In der Tiefe des Zimmers sitzen Sander und Nelli um den Spieltisch, werfen sich gegenseitig Karten hin. Mik klopft seine Taschen ab, findet Streichhölzer, entzündet an einem hohen Leuchter eine Kerze. Zärtlich schaue ich, wie behutsam er mit seiner hohlen Hand die Kerze abschirmt, er trägt ihre Flamme auf seinem Gesicht.
Mir geht es immer besser, ich werde immer fröhlicher. Ich merke schon, wie die Freude mir mit ihrem zarten Köpfchen in den Hals krabbelt, ihn kitzelt. Vor lauter Freude (ich keuche ein wenig) halte ich es nicht mehr aus, ich muss mich schon von ihr befreien, wenigstens etwas, ich habe große Lust, diesen armen kleinen Menschlein irgendetwas zu erzählen.
Es macht nichts, dass sie zischen, mit den Händen wedeln, fordern, ich solle (so war es zuvor strengstens zwischen allen vereinbart worden) ruhig sein. Es macht nichts, denn ich bin ihnen nicht böse. Für einen Augenblick, nur einen kurzen Augenblick erwarte ich zwar von mir, mich gekränktzufühlen. Aber dieses Warten auf die Kränkung, wie auch das Erstaunen darüber, dass ich keine empfinde – das alles quält mich nicht, es sind vielmehr theoretische Vermutungen darüber, wie meine Gefühle auf solche Ereignisse reagieren sollten. Die Freude in mir ist schon so stark, dass sie jede Art von Beleidigung unversehrt übersteht – wie eine Wolke, selbst mit dem schärfsten Messer kann man nicht an ihr kratzen.
Mik greift einen Akkord. Ich zucke. Erst jetzt ertappe ich mich dabei, wie angespannt mein Körper ist. Im Sessel sitze ich aufrecht, die Magenwände sind unangenehm angespannt. Ich lehne mich im Sessel zurück, aber es hilft nichts. Die Muskeln entspannen sich nicht. Gegen meinen Willen sitze ich so angestrengt und angespannt in diesem bequemen, weichen Sessel, als würde dieser gleich unter mir zusammenbrechen.
Am Klavier brennt über Mik die Kerze.

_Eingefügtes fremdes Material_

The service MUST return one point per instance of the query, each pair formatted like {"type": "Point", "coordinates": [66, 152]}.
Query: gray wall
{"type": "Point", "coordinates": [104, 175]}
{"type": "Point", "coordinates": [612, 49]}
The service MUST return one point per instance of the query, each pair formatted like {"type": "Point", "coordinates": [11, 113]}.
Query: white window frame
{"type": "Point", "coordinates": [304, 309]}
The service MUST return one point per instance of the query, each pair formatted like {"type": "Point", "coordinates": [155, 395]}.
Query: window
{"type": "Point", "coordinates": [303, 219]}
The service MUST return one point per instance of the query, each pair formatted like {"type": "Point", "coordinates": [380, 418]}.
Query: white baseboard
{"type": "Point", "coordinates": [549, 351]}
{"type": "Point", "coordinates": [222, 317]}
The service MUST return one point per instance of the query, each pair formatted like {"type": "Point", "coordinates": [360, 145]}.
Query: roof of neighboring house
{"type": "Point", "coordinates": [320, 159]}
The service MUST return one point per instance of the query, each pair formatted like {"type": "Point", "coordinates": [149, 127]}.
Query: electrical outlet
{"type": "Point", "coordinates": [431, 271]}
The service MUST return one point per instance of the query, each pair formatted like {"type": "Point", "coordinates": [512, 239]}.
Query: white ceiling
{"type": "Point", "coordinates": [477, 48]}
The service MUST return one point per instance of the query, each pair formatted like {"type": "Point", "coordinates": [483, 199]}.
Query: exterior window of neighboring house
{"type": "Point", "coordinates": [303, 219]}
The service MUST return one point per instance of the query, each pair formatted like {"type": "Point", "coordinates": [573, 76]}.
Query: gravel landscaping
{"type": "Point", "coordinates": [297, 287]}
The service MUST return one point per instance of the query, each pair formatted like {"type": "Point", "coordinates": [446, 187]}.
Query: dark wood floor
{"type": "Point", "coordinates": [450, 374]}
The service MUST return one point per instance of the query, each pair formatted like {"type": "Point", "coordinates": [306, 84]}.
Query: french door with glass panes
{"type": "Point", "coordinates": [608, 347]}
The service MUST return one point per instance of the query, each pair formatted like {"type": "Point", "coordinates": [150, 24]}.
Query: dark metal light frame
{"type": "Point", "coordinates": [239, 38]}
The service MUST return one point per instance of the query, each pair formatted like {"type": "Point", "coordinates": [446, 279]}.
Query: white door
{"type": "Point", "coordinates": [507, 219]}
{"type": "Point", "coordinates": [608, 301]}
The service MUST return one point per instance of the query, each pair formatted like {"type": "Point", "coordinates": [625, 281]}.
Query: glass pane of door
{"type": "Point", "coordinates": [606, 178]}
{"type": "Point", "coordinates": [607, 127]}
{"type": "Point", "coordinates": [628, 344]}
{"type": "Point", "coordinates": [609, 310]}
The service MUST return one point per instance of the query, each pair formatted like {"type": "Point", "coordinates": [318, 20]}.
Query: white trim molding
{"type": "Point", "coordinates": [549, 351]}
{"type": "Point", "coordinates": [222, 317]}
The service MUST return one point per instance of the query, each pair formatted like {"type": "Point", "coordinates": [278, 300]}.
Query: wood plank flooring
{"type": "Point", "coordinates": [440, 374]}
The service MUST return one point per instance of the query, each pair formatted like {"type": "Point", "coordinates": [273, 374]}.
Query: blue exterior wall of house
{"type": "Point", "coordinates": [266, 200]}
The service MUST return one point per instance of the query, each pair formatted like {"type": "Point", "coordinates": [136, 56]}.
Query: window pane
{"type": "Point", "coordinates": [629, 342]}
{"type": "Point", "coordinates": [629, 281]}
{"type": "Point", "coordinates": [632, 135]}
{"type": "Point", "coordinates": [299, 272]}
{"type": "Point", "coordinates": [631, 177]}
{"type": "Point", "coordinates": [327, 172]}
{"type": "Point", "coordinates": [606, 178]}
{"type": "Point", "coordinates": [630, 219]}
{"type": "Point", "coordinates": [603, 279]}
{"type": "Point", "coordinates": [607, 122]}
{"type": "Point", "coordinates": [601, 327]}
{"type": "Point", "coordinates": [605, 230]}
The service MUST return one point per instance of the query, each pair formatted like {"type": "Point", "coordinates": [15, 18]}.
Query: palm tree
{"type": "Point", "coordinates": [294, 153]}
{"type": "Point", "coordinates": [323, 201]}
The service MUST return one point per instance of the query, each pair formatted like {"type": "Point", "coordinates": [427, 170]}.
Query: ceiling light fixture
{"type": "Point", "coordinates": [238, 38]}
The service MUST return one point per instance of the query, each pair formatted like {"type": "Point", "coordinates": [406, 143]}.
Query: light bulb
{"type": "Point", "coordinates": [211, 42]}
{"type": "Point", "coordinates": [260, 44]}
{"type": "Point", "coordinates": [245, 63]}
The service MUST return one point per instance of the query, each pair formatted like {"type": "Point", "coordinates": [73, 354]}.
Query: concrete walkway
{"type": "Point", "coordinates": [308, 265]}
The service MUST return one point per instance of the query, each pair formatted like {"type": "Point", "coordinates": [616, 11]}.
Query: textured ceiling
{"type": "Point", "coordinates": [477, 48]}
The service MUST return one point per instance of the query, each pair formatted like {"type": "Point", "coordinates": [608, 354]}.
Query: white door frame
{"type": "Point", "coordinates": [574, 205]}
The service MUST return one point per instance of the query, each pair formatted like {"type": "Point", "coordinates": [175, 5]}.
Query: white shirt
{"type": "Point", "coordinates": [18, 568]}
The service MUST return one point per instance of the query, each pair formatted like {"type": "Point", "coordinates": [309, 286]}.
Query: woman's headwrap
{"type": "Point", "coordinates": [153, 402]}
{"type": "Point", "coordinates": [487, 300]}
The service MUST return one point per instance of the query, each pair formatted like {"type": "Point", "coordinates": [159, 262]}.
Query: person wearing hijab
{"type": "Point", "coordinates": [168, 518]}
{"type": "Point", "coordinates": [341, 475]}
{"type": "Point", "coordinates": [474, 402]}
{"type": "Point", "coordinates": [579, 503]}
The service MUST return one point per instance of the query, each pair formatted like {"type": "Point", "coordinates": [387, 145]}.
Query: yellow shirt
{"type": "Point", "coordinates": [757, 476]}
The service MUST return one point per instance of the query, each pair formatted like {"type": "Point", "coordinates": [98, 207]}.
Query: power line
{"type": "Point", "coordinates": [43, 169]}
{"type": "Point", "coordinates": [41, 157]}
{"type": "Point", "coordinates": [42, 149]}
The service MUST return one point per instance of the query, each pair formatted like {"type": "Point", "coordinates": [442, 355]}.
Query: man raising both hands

Die Flammenzunge flackert leicht, und in die andere Richtung flammt unter Miks Nase ein bärtiger Schatten. Mik greift noch einmal den Akkord, dann wiederholt er ihn ganz leise: Mir scheint, er schwimmt mit dem Zimmer fort.
«Ja nun sag doch mal, was ist überhaupt Musik ?» , flüstern meine Lippen. In meiner Kehle sammelt sich die ganze Freude zu einem hysterischen, hüpfenden Knäuel. «Musik – das ist der klangliche Ausdruck des Gefühls der Bewegung und zugleich der Bewegung des Gefühls .» Meine Lippen wiederholen, flüstern diese Worte unzählige Male. Ich steige immer weiter, immer tiefer hinab in ihren Sinn und bin außer mir vor Entzücken.
Ich versuche zu seufzen, aber ich bin so elendiglich angestrengt, angespannt, dass, wenn ich die Luft tief in mich hineinsauge, ich sie nur in kurzen Stößen ein- und ausatmen kann. Ich will das Pulver von der Sessellehne nehmen und schnupfen, doch obwohl ich die ganze Kraft meines Willens darauf verwende und den Händen befehle, sich schnell zu bewegen, gehorchen sie mir nicht, bewegen sie sich schwerfällig, langsam, wie versteinert vor Angst, etwas zu zerbrechen, zu verschütten, umzuwerfen.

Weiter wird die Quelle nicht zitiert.